Drone racing pilots battle it out for $100,000 prize

Drone racing pilots battle it out for $100,000 prize
Drone Racing League via CNN
Two-time defending champions JET wears a custom headset which allows him to fly the drone from the perspective of a mounted camera.

With a flash of lights, the whirr of propellers and the odd crash, the race is over in the blink of an eye.

These are machines that travel from 0-80 miles per hour in under a second, their pilots requiring laser-sharp focus and rapid reflexes to navigate complex courses.

This is drone racing, a craze attracting pilots who want to be crowned Drone Racing League (DRL) world champion.

That title currently belongs to Jordan “Jet” Temkin, winner of the first two editions held in 2016 and 2017.

After winning the inaugural championship, the 26-year-old Colorado native earned a $100,000 contract to become the world’s first professional drone pilot.

“It’s just about being able to keep your act together,” he explains matter-of-factly. “Be calm, relaxed, as well as just having fast reactions.”

That is easier said than done with the added pressure of 3,000 screaming fans packed into the arena in the King Abdullah Economic City, Saudi Arabia, for the 2018 Drone Racing League grand finale.

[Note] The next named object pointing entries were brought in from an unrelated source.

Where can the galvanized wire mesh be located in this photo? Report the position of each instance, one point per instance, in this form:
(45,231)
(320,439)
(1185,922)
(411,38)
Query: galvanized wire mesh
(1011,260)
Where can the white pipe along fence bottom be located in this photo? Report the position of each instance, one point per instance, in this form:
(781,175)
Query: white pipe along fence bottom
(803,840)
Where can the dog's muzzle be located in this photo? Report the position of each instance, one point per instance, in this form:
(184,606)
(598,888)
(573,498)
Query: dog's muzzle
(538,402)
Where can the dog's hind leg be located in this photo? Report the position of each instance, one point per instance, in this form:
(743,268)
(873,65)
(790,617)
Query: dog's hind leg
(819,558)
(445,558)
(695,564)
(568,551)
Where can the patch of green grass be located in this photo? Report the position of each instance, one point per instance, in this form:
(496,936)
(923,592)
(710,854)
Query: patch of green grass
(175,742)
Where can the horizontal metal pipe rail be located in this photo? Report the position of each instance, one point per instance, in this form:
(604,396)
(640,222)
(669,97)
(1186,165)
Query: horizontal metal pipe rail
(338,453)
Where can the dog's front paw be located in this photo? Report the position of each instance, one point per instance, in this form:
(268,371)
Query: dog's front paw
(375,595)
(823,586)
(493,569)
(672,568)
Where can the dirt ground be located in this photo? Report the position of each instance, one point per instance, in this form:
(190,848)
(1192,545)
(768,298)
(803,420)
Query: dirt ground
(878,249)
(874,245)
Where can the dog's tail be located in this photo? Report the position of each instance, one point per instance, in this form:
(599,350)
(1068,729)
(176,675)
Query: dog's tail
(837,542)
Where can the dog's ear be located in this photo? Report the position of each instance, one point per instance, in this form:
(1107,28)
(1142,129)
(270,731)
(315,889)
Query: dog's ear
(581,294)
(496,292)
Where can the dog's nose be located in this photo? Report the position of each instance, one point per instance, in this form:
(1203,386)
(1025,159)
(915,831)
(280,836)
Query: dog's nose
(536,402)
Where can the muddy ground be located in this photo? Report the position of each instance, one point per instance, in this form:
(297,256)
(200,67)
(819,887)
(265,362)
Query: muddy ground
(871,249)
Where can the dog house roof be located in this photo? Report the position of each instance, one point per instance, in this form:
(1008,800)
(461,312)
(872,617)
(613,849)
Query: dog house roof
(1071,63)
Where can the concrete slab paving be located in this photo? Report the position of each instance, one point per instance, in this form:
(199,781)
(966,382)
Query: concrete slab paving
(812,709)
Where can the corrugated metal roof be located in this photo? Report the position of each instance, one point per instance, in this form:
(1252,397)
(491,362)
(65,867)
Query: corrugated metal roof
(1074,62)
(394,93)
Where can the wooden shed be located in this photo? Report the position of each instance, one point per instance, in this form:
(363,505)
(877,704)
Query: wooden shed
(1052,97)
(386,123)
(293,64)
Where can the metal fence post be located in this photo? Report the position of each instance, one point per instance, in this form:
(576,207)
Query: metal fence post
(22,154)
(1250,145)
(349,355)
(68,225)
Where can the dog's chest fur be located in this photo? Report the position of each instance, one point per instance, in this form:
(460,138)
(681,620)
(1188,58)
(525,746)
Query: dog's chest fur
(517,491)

Thousands more will have tuned in on television with this year’s edition being broadcast in 87 countries around the world, on channels such as ESPN, Sky Sports and FOX Sports Asia.

The DRL estimate they reached more than 50 million global broadcast viewers in their first two seasons, but it’s online where the league is really taking off.

Now with more than 115 million online views, it’s there that Saudi Arabia’s budding hopefuls were first captivated.

“I used to watch a lot of YouTube videos and I saw a lot of these drones being put into racing styles,” Saudi pilot Abdulhadi Azouz tells CNN Sport. “And I said: ‘Man, I need to get into this!'”

The pilots steer using joysticks while wearing specialized headsets which allow them to view the course from the cameras mounted on the drones.

Maneuvering through several colorfully lit gates on the course at over 80 miles per hour is hard enough in itself, but it’s even more challenging with four other drones flying in close proximity. Crashes, unsurprisingly, happen.

The hope now is that the spectacle of the grand finale can inspire Saudi prospects to take the step up and become world champions.

“In Saudi Arabia it’s a growing sport,” says Nouf Al-Rakan, the CEO of the Saudi Federation for Cybersecurity, Programming and Drones.

“To help increase the demand and at the same time teach our Saudi pilots, we thought of bringing this championship to Saudi Arabia.”

With $100,000 up for grabs again in 2018, the pressure is on.